I don't follow running a whole lot anymore. The sport is such a joke at this point that it might as well be called the enhanced games. With so many athletes in general admitting they cheat, you can imagine how many more there are who keep quiet about it. And it's at all levels, including high school. Anyone who thinks an athlete who hasn't been caught is clean isn't thinking clearly. This is especially true when it comes to ultras with rules that state exactly when an athlete could possibly be tested. And with the use of masking agents and micro-doping plus easier access to products, it's almost a given that the majority of top athletes are cheating.
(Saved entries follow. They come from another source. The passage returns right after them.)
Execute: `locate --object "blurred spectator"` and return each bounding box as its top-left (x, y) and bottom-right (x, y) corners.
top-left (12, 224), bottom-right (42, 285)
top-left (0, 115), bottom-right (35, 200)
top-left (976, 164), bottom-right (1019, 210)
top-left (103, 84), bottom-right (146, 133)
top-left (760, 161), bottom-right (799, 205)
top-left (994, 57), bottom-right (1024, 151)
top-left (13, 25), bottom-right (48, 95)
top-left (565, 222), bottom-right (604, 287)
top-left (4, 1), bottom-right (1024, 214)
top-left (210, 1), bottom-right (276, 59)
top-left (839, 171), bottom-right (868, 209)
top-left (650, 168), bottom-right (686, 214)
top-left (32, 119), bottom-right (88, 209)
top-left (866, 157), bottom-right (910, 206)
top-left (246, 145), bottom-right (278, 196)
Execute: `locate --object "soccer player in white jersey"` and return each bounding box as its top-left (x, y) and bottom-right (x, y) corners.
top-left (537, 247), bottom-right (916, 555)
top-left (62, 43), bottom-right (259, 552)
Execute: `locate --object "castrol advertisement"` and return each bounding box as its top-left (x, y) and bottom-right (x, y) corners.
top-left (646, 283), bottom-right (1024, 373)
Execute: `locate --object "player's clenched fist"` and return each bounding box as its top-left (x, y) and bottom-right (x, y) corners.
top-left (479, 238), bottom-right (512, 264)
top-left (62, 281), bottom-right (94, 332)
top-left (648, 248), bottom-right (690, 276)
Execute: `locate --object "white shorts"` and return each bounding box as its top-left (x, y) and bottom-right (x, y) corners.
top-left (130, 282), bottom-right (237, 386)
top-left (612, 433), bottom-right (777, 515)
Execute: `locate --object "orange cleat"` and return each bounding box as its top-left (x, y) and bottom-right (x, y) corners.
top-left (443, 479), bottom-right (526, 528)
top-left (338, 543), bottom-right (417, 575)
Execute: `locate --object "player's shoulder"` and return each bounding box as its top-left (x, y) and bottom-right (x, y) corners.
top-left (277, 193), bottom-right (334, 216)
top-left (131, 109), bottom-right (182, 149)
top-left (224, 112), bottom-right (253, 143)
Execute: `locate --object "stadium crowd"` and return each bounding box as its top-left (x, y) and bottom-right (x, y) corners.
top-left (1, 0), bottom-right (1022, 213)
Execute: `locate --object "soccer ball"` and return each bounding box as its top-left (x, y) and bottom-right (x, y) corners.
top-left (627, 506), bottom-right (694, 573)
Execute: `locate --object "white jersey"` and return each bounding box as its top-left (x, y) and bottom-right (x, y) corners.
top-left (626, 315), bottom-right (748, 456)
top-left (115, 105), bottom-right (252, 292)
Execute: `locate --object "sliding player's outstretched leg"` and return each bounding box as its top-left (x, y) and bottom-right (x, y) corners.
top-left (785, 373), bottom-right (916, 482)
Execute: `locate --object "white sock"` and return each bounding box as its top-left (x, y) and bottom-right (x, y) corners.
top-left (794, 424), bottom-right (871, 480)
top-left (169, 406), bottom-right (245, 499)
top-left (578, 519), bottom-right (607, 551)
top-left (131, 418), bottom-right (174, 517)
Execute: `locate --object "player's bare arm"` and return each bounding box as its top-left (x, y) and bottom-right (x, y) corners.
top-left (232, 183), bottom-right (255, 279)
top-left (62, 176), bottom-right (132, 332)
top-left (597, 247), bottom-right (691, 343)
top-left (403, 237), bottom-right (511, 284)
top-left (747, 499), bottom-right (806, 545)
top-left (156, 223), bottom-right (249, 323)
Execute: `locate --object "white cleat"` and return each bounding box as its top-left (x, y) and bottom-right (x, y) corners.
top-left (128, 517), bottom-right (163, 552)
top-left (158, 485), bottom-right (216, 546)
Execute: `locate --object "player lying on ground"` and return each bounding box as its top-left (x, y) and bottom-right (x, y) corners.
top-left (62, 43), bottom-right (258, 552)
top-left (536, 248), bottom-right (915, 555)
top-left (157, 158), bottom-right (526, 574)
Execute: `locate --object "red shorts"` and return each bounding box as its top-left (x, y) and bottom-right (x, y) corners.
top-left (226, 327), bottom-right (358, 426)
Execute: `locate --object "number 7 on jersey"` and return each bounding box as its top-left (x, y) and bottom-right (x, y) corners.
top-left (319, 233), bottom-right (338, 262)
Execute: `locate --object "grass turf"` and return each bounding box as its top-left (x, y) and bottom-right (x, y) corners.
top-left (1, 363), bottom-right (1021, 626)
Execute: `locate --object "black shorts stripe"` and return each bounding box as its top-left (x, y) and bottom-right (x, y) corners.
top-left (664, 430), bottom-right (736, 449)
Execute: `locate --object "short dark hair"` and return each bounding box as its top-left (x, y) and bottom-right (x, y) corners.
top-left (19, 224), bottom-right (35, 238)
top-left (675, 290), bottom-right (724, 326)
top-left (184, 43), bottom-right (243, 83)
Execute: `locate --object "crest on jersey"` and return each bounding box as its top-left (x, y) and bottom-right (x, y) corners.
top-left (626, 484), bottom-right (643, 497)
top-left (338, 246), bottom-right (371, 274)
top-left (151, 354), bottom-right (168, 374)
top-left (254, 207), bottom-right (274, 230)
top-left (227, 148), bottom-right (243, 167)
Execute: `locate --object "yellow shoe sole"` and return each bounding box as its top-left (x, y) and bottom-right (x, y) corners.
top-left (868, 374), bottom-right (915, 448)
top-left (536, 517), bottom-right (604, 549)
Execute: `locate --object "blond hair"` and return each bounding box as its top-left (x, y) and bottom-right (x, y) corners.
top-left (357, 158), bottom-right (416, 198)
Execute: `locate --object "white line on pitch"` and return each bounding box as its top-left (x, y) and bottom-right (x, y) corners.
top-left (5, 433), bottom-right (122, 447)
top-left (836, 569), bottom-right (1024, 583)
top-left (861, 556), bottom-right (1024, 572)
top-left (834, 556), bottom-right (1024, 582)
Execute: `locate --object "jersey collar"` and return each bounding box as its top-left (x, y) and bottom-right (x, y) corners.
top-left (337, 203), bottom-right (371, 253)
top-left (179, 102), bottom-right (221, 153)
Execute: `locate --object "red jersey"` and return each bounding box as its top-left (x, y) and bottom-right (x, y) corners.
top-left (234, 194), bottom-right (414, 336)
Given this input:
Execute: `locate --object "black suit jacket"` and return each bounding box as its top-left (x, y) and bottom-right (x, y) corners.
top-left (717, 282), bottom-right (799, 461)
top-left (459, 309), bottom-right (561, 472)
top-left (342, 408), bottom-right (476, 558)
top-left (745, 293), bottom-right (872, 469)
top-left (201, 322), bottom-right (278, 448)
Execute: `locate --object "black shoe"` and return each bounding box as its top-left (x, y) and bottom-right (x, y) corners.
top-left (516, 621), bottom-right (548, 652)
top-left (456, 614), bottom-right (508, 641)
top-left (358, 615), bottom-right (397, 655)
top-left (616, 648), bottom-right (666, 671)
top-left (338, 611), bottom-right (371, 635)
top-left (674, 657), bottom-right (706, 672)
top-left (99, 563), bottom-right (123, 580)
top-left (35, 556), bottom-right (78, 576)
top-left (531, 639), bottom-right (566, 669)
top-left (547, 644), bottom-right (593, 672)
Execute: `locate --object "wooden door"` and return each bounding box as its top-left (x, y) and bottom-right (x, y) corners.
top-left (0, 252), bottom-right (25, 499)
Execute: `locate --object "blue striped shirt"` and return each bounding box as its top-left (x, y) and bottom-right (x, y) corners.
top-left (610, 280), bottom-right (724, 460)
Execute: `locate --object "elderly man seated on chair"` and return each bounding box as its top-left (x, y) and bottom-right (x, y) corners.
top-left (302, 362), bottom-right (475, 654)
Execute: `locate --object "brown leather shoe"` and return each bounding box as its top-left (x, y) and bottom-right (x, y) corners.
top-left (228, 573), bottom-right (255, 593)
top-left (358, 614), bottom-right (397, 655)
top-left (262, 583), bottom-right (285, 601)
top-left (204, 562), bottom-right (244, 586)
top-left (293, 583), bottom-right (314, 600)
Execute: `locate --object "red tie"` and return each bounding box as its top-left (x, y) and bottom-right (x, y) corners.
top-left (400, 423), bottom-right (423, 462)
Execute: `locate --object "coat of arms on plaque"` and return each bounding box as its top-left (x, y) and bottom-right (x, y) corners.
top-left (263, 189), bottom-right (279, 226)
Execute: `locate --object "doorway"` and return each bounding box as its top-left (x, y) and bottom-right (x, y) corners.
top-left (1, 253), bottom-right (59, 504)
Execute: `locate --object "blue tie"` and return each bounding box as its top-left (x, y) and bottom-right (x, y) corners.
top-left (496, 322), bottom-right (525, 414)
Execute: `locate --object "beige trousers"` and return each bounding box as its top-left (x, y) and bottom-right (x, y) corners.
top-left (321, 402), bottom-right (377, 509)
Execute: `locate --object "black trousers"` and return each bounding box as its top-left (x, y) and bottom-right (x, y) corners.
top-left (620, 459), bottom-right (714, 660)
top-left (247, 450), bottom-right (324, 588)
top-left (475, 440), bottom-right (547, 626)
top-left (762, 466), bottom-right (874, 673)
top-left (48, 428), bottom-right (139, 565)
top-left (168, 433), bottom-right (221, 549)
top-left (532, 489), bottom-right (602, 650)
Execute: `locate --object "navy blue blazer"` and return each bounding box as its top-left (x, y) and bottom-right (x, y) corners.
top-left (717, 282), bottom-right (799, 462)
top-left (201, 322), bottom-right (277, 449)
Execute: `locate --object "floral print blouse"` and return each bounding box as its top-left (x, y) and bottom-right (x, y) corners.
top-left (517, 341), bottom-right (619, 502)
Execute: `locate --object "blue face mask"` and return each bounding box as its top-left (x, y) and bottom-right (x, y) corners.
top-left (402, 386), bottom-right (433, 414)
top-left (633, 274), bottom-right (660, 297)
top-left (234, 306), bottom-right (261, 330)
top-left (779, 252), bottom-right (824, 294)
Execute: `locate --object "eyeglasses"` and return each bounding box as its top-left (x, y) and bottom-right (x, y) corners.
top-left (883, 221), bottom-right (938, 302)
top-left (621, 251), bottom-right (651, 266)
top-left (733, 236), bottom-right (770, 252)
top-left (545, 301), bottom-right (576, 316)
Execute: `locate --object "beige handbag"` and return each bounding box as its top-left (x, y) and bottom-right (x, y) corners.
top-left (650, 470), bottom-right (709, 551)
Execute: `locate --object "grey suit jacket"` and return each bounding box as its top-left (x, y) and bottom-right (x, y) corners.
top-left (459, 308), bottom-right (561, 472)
Well, sigh. I know this is short and probably not so sweet, but I wanted to post something to say I'm still here, even though there are days I wish I weren't.
To end on a brighter note, I have read some very good books lately. I don't read a ton and haven't been working on my novel, but I have a Goodreads account with the more recent books I've read listed. I would say that "The Patient" was one of the better picks, and I'm surprised I like Karen Slaughter's books. I'm not sure why I thought her writing wouldn't be to my liking. Of course, Stephen King remains one of my all-time favorites, and I'm in the middle of "The Stand" while also tackling Jo Nesbo's "The Snowman". Neither is for the faint of heart.
Wishing everyone well, if anyone ends up reading this.